CORRECTION:

Meryem Essaidi will present her FPO "User-Centered Algorithmic Mechanism Design: theoretical frameworks at different levels of central regulation" on Tuesday, December 20, 2022 at 1pm via Zoom.

Zoom link: https://princeton.zoom.us/j/93585578182

Committee:
Adviser: Matt Weinberg
Readers: Sam Taggart, Mark Braverman
Examiners: Zeev Dvir, Huacheng Yu 

All are welcome to attend.

In algorithmic mechanism design, classical desiderata define standards used to evaluate the performance of an algorithm or mechanism. Examples of such desiderata are efficiency, revenue maximization, and strategyproofness. These desiderata are oftentimes seller-centered and tend to create negative externalities that harm the users targeted by the market. Examples of such externalities are not treating the users equally, not protecting against adversarial sellers, and not maximizing user utility. 

In this thesis, we explore the frontier between user-centric and seller-centric performance at different levels of leverage offered by central regulation. We ask: how can we design new solutions that prioritize user-centered desiderata while maintaining the pre-existing seller-centered desiderata or without too great a cost to them? We present theoretical frameworks at three levels of intervention: no regulation for private goods, minimal regulation for "protected" goods, and significant regulation for essential and public goods. 
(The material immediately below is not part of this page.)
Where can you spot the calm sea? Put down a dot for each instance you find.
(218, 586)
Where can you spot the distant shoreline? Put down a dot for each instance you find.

Our first framework is credible auctions. We consider a revenue-maximizing seller with a single item for sale to multiple users with independent-and-identically-distributed valuations. In this work, assuming the existence of cryptographically-secure commitment schemes, we identify a new single-item auction that is credible, strategyproof, revenue-optimal, and terminates in constant rounds in expectation for all distributions with finite monopoly price. 

Our second framework is fair and symmetric ad auctions. We consider a revenue-maximizing seller with multiple items for sale to a single population of additive buyers with independent item values. We motivate this via fairness in ad auctions where items correspond to (views from) users, and equally-qualified users from different demographics should be shown the same desired ad at equal rates. We show that bundling all items together achieves a constant-factor approximation to the revenue-optimal item-symmetric mechanism; as any item-symmetric auction is also fair. Observe that in this domain, bundling all items together corresponds to concealing all demographic data. 

Our last framework is markets with mandatory purchase. We study a problem inspired by regulated health-insurance markets, and investigate whether limiting entry of providers increases or decreases the utility (welfare minus revenue) of users who purchase from the providers, specifically in settings where the outside option of "purchasing nothing" is prohibitively undesirable.